Was a different interpretation of the Constitution possible?

The Court's interpretation of the Constitution is key to understanding the current support for independence in Catalonia

One of the main reasons for the growth of independence support in Catalonia at the start of this decade was the Constitutional Court’s ruling against the 2010 Catalan Statute. A restrictive interpretation of some of the Statute’s articles on Catalan self-rule, plus an obvious regression on some issues —such as the status of the Catalan language— eventually altered the spirit of the law which had been voted favourably by the Catalan people in a referendum. Therefore, the Spanish Constitutional Court is one of the main actors in the face-off between Catalonia and Spain.

The Court's interpretation of the Constitution is key to understanding the current conflict and it is fair to ask ourselves what might have happened if a more open-minded view had prevailed, one that might have been more consistent with the spirit that inspired those who penned the Spanish Charter in the first place, particularly Miquel Roca and Jordi Solé Tura (two Catalans) as well as Miguel Herrero de Miñón. Things might be different today but, unfortunately, reflecting on that is not on Madrid’s agenda. As a matter of fact, parallel to growing Catalan demands, the Constitutional Court has shut down every avenue, closed off every path, and what used to be a largely impartial arbiter is now the PP government’s enforcer.

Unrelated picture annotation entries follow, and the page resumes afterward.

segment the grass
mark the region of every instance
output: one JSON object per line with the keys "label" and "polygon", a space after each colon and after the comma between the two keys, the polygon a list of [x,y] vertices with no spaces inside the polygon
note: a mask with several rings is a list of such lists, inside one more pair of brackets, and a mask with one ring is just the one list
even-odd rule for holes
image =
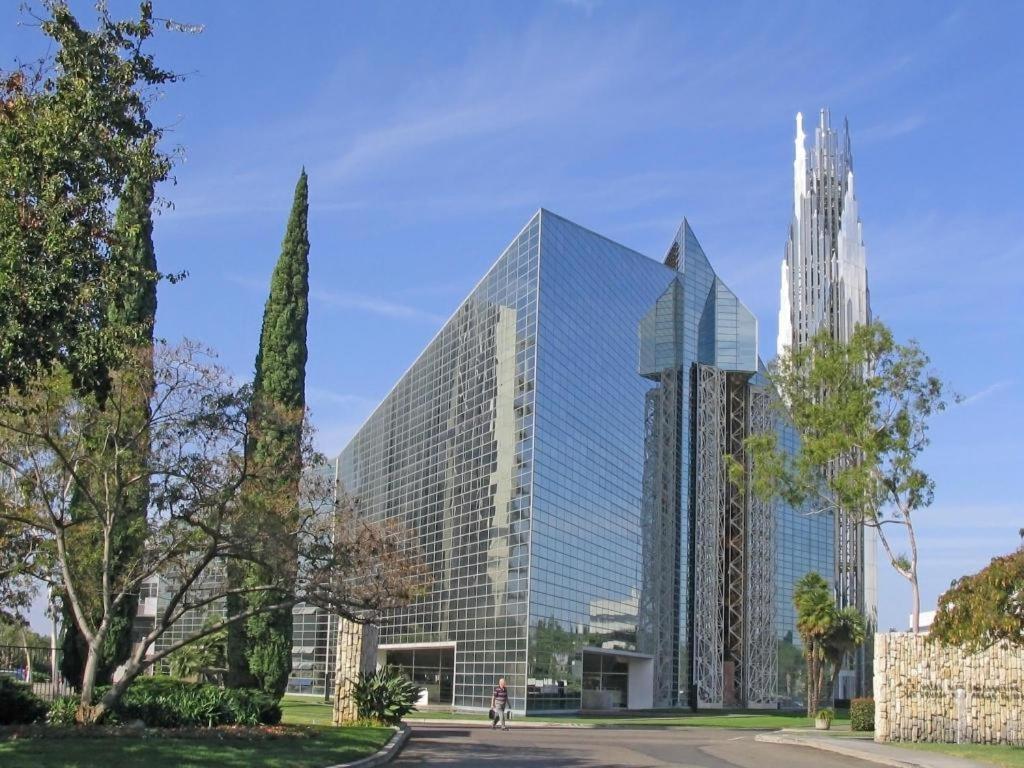
{"label": "grass", "polygon": [[389,728],[290,728],[265,738],[63,735],[0,739],[4,768],[323,768],[371,755]]}
{"label": "grass", "polygon": [[891,741],[890,746],[902,746],[907,750],[922,752],[937,752],[954,758],[974,760],[979,763],[998,765],[1002,768],[1024,767],[1024,748],[1007,746],[1005,744],[933,744],[910,743],[907,741]]}
{"label": "grass", "polygon": [[[285,696],[281,702],[282,722],[302,725],[329,725],[331,705],[312,696]],[[414,712],[413,720],[479,720],[487,722],[486,715],[471,712],[450,712],[446,710],[426,710]],[[600,725],[622,728],[748,728],[751,730],[774,730],[777,728],[802,728],[814,725],[812,718],[800,712],[694,712],[651,711],[637,715],[537,715],[530,716],[530,723],[553,723],[555,725]],[[833,728],[843,730],[849,727],[850,715],[846,710],[836,713]]]}
{"label": "grass", "polygon": [[316,696],[285,696],[281,722],[287,725],[331,725],[334,708]]}
{"label": "grass", "polygon": [[[423,720],[479,720],[486,722],[486,716],[479,713],[427,711],[413,713],[411,718]],[[698,727],[698,728],[749,728],[754,730],[774,730],[777,728],[802,728],[814,725],[813,718],[799,712],[694,712],[678,711],[648,712],[637,715],[537,715],[529,717],[530,723],[553,723],[556,725],[598,725],[621,728]],[[850,722],[849,714],[840,710],[833,727],[842,729]]]}

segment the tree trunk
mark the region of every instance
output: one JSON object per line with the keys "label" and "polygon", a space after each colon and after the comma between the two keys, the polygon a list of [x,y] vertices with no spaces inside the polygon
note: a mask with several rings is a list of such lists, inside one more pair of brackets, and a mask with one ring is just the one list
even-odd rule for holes
{"label": "tree trunk", "polygon": [[82,695],[78,702],[78,713],[75,720],[82,725],[92,725],[102,716],[102,712],[97,715],[95,707],[92,706],[92,694],[96,688],[96,671],[99,668],[99,647],[95,641],[89,644],[89,654],[85,659],[85,669],[82,671]]}
{"label": "tree trunk", "polygon": [[25,646],[25,682],[32,684],[32,651],[29,648],[29,636],[22,628],[22,645]]}
{"label": "tree trunk", "polygon": [[921,588],[918,586],[918,571],[914,572],[909,578],[910,581],[910,621],[911,627],[913,629],[913,634],[916,635],[921,632]]}

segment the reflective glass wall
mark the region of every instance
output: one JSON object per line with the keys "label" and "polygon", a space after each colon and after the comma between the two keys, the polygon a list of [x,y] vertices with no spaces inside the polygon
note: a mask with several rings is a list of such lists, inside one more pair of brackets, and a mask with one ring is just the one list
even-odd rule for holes
{"label": "reflective glass wall", "polygon": [[456,643],[454,701],[526,694],[540,215],[509,246],[339,457],[339,494],[415,538],[426,595],[380,643]]}
{"label": "reflective glass wall", "polygon": [[[653,386],[638,370],[639,328],[674,276],[656,261],[543,212],[531,711],[581,708],[589,674],[583,648],[638,650],[644,419]],[[671,559],[651,564],[673,568]]]}

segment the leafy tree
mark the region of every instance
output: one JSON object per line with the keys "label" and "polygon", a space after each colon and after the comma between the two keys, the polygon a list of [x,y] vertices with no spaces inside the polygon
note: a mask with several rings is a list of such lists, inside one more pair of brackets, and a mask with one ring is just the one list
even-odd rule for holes
{"label": "leafy tree", "polygon": [[864,642],[864,617],[856,608],[837,609],[831,588],[814,571],[797,582],[793,604],[807,666],[807,716],[814,717],[835,690],[847,654]]}
{"label": "leafy tree", "polygon": [[[243,488],[244,504],[251,519],[267,538],[294,551],[295,500],[301,466],[301,424],[276,417],[280,410],[302,412],[305,408],[306,321],[309,315],[308,185],[302,171],[288,219],[281,257],[270,281],[270,295],[263,311],[256,375],[253,380],[253,429],[246,455],[256,473]],[[286,553],[287,554],[287,553]],[[285,591],[294,579],[294,558],[280,564]],[[241,564],[240,564],[241,565]],[[228,575],[236,586],[263,582],[270,575],[261,564],[232,568]],[[266,592],[231,598],[228,613],[269,604],[284,596]],[[256,685],[276,696],[284,694],[292,670],[292,612],[260,612],[228,632],[228,685]]]}
{"label": "leafy tree", "polygon": [[[210,615],[203,629],[219,622],[220,616]],[[167,660],[173,677],[201,683],[218,681],[227,671],[227,630],[221,628],[178,648]]]}
{"label": "leafy tree", "polygon": [[[139,425],[128,415],[137,414],[137,402],[154,381],[148,416]],[[102,408],[96,398],[82,395],[62,371],[33,382],[25,392],[0,395],[0,520],[28,531],[54,553],[52,567],[41,564],[31,575],[67,596],[88,643],[79,721],[101,721],[150,666],[250,616],[304,602],[365,622],[415,594],[421,570],[411,543],[393,528],[339,519],[331,478],[317,470],[308,431],[303,431],[300,461],[309,471],[303,475],[300,499],[272,499],[264,490],[268,506],[284,512],[287,504],[295,505],[290,519],[296,536],[268,538],[253,524],[251,508],[240,503],[240,488],[255,476],[245,450],[252,399],[250,389],[237,387],[193,344],[159,345],[152,373],[144,360],[116,370]],[[301,413],[276,414],[292,423],[303,419]],[[106,439],[92,439],[100,433]],[[148,460],[141,464],[122,461],[142,455]],[[145,548],[129,550],[131,558],[120,559],[113,545],[125,521],[137,520],[131,499],[140,485],[152,488],[143,519]],[[95,592],[94,577],[76,568],[69,551],[82,525],[100,531]],[[251,572],[267,579],[225,586],[224,568],[237,561],[260,565]],[[291,570],[286,563],[294,564]],[[132,649],[123,677],[94,701],[103,644],[115,617],[157,573],[166,601]],[[157,642],[185,614],[223,605],[228,595],[251,593],[275,599],[250,604],[166,645]]]}
{"label": "leafy tree", "polygon": [[[746,442],[755,494],[852,515],[876,528],[910,585],[914,632],[921,613],[914,514],[932,503],[935,487],[919,458],[929,444],[930,419],[946,406],[945,386],[928,365],[916,342],[897,344],[881,323],[859,326],[847,343],[824,329],[772,366],[780,418],[800,435],[797,456],[778,446],[774,432]],[[737,467],[730,471],[736,479]],[[891,528],[903,531],[908,554],[896,551]]]}
{"label": "leafy tree", "polygon": [[1024,645],[1024,547],[954,581],[939,597],[930,637],[970,650]]}
{"label": "leafy tree", "polygon": [[128,20],[100,3],[95,31],[61,0],[43,6],[54,55],[0,73],[0,390],[59,364],[102,398],[110,371],[146,336],[108,322],[138,283],[113,263],[113,212],[126,179],[150,188],[169,173],[148,106],[177,78],[144,51],[157,24],[148,0]]}
{"label": "leafy tree", "polygon": [[[135,328],[142,332],[141,351],[133,361],[143,366],[139,373],[151,377],[151,386],[140,387],[134,409],[126,409],[124,413],[124,418],[137,428],[144,427],[146,423],[150,398],[153,396],[152,349],[157,317],[157,257],[153,247],[153,201],[152,180],[129,177],[115,219],[116,240],[111,252],[111,265],[123,275],[123,280],[118,286],[118,293],[110,297],[111,303],[106,308],[106,322],[111,326]],[[103,435],[94,435],[93,439],[101,440]],[[139,444],[144,445],[144,440],[140,440]],[[145,456],[125,456],[123,461],[141,464],[145,461]],[[84,503],[81,498],[77,504],[72,503],[73,518],[79,517],[77,507]],[[134,517],[126,515],[121,529],[114,537],[116,561],[130,562],[142,547],[141,532],[144,529],[143,521],[148,503],[148,486],[141,483],[135,485],[130,499],[126,500],[126,506],[134,508],[136,515]],[[89,517],[88,512],[84,517]],[[74,531],[74,546],[71,548],[71,552],[74,553],[72,566],[79,571],[80,579],[84,581],[86,574],[91,573],[96,580],[96,584],[91,588],[93,592],[98,592],[99,589],[100,570],[96,565],[101,557],[101,538],[99,528],[83,523]],[[106,635],[97,672],[100,684],[110,683],[115,669],[131,651],[132,621],[136,606],[137,601],[134,598],[125,600]],[[93,620],[95,618],[94,616]],[[77,629],[67,601],[63,606],[62,625],[65,630],[61,641],[63,649],[61,674],[66,679],[78,683],[82,679],[88,648],[85,638]]]}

For instance, one only needs to examine how the Court’s doctrine has evolved over time on the matter of the right to decide and the possibility of holding regional consultations. In 2008, prompted by the Ibarretxe plan (which sought further powers for the Basque Country), the Constitutional Court ruled that consulting the people was lawful, except on the subject of sovereignty. In 2013 it struck down the Catalan parliament’s declaration of sovereignty but admitted that arguing for the right to decide was within the Constitution and advised the political leaders to use dialogue in order to resolve the conflict. However, in 2017 the Court has suspended the law on consultations approved several years earlier by Catalonia’s tripartite coalition (which required the permission of the Spanish government) thus setting a new general doctrine for Spain's regional governments: “asking is not allowed”.

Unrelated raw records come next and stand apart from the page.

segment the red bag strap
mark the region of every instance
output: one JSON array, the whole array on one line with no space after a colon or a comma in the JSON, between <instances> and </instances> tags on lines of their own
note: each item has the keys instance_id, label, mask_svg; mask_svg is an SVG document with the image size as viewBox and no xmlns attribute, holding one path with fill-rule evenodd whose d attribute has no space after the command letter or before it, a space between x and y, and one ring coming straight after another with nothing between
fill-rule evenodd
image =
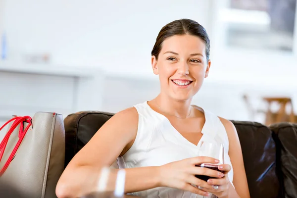
<instances>
[{"instance_id":1,"label":"red bag strap","mask_svg":"<svg viewBox=\"0 0 297 198\"><path fill-rule=\"evenodd\" d=\"M0 128L0 131L1 131L8 123L10 123L13 121L14 121L11 125L10 128L7 131L7 133L6 133L4 138L1 142L1 143L0 143L0 162L1 162L2 157L3 157L3 154L4 154L5 148L7 144L7 143L8 142L8 139L9 139L9 137L10 136L13 131L14 131L16 127L19 124L20 124L20 129L19 130L18 133L19 140L17 141L15 146L14 147L14 148L13 148L13 150L12 150L11 153L10 153L10 155L9 155L9 157L7 159L5 164L4 165L1 170L0 170L0 177L3 174L3 173L4 173L5 171L7 169L7 167L8 167L8 165L9 165L9 164L12 160L12 159L14 157L15 153L16 152L16 151L17 150L19 147L20 146L20 145L22 143L22 141L23 141L23 139L24 139L26 133L28 131L30 127L32 125L32 118L29 116L16 116L7 121L1 128ZM24 122L27 122L29 123L29 124L27 126L25 129L24 129Z\"/></svg>"}]
</instances>

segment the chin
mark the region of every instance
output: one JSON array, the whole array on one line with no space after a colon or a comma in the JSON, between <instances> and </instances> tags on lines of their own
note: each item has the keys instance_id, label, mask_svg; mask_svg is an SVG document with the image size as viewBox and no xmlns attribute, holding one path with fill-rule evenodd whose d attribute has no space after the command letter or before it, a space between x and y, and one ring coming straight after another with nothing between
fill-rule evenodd
<instances>
[{"instance_id":1,"label":"chin","mask_svg":"<svg viewBox=\"0 0 297 198\"><path fill-rule=\"evenodd\" d=\"M188 100L189 99L191 99L193 97L193 96L181 96L174 95L173 96L171 96L171 98L176 100L178 100L179 101L184 101Z\"/></svg>"}]
</instances>

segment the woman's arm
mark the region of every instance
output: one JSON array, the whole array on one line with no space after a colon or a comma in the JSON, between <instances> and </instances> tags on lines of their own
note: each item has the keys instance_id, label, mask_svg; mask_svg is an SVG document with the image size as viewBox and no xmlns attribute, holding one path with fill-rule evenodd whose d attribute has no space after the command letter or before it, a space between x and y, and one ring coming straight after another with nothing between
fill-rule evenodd
<instances>
[{"instance_id":1,"label":"woman's arm","mask_svg":"<svg viewBox=\"0 0 297 198\"><path fill-rule=\"evenodd\" d=\"M235 188L230 185L229 189L229 198L240 197L241 198L249 198L249 192L248 186L248 181L243 154L236 129L229 120L220 118L224 125L229 142L229 155L233 167L233 185Z\"/></svg>"},{"instance_id":2,"label":"woman's arm","mask_svg":"<svg viewBox=\"0 0 297 198\"><path fill-rule=\"evenodd\" d=\"M58 182L58 198L78 197L96 191L100 170L109 167L132 145L137 133L138 113L130 108L115 114L70 162ZM127 169L125 190L129 192L158 185L157 167ZM111 174L115 174L113 170ZM137 184L137 185L136 185Z\"/></svg>"}]
</instances>

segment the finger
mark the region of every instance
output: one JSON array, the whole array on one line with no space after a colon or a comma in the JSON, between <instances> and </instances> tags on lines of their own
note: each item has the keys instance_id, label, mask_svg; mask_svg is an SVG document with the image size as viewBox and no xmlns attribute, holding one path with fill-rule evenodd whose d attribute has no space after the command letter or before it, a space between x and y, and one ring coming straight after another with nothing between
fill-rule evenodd
<instances>
[{"instance_id":1,"label":"finger","mask_svg":"<svg viewBox=\"0 0 297 198\"><path fill-rule=\"evenodd\" d=\"M198 189L201 190L201 191L205 191L208 193L211 193L215 194L217 193L220 193L226 191L227 189L227 185L212 185L210 186L209 188L201 187L199 186Z\"/></svg>"},{"instance_id":2,"label":"finger","mask_svg":"<svg viewBox=\"0 0 297 198\"><path fill-rule=\"evenodd\" d=\"M191 159L191 163L193 165L200 164L203 163L212 163L212 164L217 164L220 161L214 158L206 157L206 156L199 156L192 157Z\"/></svg>"},{"instance_id":3,"label":"finger","mask_svg":"<svg viewBox=\"0 0 297 198\"><path fill-rule=\"evenodd\" d=\"M183 189L183 190L184 190L187 191L190 191L195 194L200 195L202 196L208 197L209 196L209 194L207 192L205 192L204 191L200 190L198 188L193 186L190 184L186 184L186 185L185 185L185 187Z\"/></svg>"},{"instance_id":4,"label":"finger","mask_svg":"<svg viewBox=\"0 0 297 198\"><path fill-rule=\"evenodd\" d=\"M192 184L197 186L200 186L203 188L207 188L209 187L209 186L205 181L198 179L192 174L189 174L189 175L186 178L185 178L184 181L188 183Z\"/></svg>"},{"instance_id":5,"label":"finger","mask_svg":"<svg viewBox=\"0 0 297 198\"><path fill-rule=\"evenodd\" d=\"M219 170L228 173L231 170L231 166L229 164L221 164L218 166Z\"/></svg>"},{"instance_id":6,"label":"finger","mask_svg":"<svg viewBox=\"0 0 297 198\"><path fill-rule=\"evenodd\" d=\"M219 179L209 179L207 180L207 184L209 185L226 185L229 183L229 179L227 177Z\"/></svg>"},{"instance_id":7,"label":"finger","mask_svg":"<svg viewBox=\"0 0 297 198\"><path fill-rule=\"evenodd\" d=\"M193 175L206 175L210 177L222 178L224 177L224 173L205 167L198 166L194 167L189 169L189 173Z\"/></svg>"}]
</instances>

So this is how the 1978 Constitution, which most Catalans were initially hopeful about, has become a shackle for Catalonia’s national aspirations thanks to the efforts of a conservative, centralist tribunal. Nowadays, Spain’s Constitutional Court has got the power to depose the president of Catalonia and put an end to Catalan home rule. Could things have turned out differently? We shall never know, but this is the reality as it stands today.